Si les générations chrétiennes passées ont tant cherché à célébrer cette fête avec des joies et des réjouissances, c’est qu’elles savaient bien que nous y fêtons notre Salut fait homme. Cause de notre exultation. La symbolique de la date elle-même (reprise des vieux cultes païens et liée au retour de la prolongation des jours et de la lumière), l’adjonction de toute sorte de rites populaires, renforcent l’importance de cette célébration de Noël. Mais ne nous y trompons pas, ce que nous célébrons, aujourd’hui, avec la divine liturgie de l’Eglise, c’est bien le mystère d’un Amour immense, incompréhensible : Dieu tout-puissant, l’Invisible par essence, se rend visible parmi nous, pour nous sauver.
Aujourd’hui un sauveur nous est né ! Oui, l’humanité pécheresse, vouée à la disharmonie avec Dieu, va enfin voir se réaliser le plan d’amour le plus insensé jamais imaginé, que seul un Dieu éperdu d’amour pour l’homme pouvait concevoir : prendre la nature humaine et par là, lui redonner sa splendeur première. Ainsi « dans un prodigieux échange nous deviendrons semblable au Christ en qui notre nature est unie au Père » (cf. prière sur les offrandes-messe de la nuit). Si nous ne réalisons pas l’état pitoyable de l’humanité, séparée de Dieu, après la chute du péché originel, si nous n’avons pas profité de ce temps d’Avent pour méditer sur l’attente lancinante du Salut par toute l’humanité, alors, nous ne pouvons pas saisir profondément la joie qui traverse toute la solennité de la nativité du Seigneur.
Demandons des grâces en cette solennité pour mieux comprendre la hauteur, la profondeur, la largeur de ce mystère, comme nous y invite la prière d’ouverture dans la nuit : « Seigneur, Tu as fait resplendir cette nuit très sainte des clartés de la Vraie Lumière ; de grâce accorde-nous, qu’illuminés dès ici-bas par la révélation de ce mystère, nous goûtions dans le Ciel la plénitude de sa joie ». Oui, que le Prince de la Lumière, ce « petit Jésus » dans la crèche, vienne nous éclairer, pour que nos cœurs bondissent de la vraie joie : celle de nous savoir rachetés par son infinie Miséricorde.

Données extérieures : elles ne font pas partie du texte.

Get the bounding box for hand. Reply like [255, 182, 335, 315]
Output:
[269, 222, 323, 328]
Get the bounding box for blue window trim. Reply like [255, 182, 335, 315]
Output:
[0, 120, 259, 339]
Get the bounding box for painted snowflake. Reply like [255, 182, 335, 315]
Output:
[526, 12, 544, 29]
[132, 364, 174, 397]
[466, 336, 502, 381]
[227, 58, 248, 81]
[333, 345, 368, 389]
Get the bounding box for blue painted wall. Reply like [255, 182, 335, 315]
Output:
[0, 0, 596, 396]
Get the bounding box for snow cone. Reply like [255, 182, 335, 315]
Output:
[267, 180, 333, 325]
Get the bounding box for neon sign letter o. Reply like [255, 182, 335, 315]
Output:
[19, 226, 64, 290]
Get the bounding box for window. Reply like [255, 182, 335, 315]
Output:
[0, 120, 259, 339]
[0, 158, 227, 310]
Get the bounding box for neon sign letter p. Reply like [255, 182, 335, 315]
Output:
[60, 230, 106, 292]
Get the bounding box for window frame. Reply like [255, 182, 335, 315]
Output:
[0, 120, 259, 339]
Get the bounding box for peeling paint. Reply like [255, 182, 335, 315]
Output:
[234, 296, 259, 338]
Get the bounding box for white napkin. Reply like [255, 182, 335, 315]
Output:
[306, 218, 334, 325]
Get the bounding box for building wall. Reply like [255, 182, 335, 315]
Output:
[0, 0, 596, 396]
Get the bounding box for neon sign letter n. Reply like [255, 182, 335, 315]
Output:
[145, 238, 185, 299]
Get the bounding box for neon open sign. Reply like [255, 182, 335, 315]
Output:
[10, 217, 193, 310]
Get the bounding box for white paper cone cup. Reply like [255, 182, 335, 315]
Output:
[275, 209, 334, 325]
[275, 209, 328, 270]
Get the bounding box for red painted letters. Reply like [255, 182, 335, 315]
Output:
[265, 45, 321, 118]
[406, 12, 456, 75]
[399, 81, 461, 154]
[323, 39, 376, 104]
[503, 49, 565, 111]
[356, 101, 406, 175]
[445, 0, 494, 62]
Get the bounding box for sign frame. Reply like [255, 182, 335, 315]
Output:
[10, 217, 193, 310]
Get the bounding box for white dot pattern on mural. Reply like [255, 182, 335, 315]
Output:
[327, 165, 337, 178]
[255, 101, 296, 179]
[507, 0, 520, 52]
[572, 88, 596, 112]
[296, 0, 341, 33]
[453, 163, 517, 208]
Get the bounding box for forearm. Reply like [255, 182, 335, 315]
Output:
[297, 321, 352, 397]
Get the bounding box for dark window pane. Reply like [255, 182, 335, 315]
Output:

Le Seigneur ne nous a pas abandonnés à notre triste sort. Il est venu le partager avec nous et, bien plus encore, le dépasser infiniment en nous donnant accès à l’intimité de la vie trinitaire, l’Amour absolu qui lie le Père, le Fils et l’Esprit-Saint. C’est cette Amour que nous contemplons dans la crèche.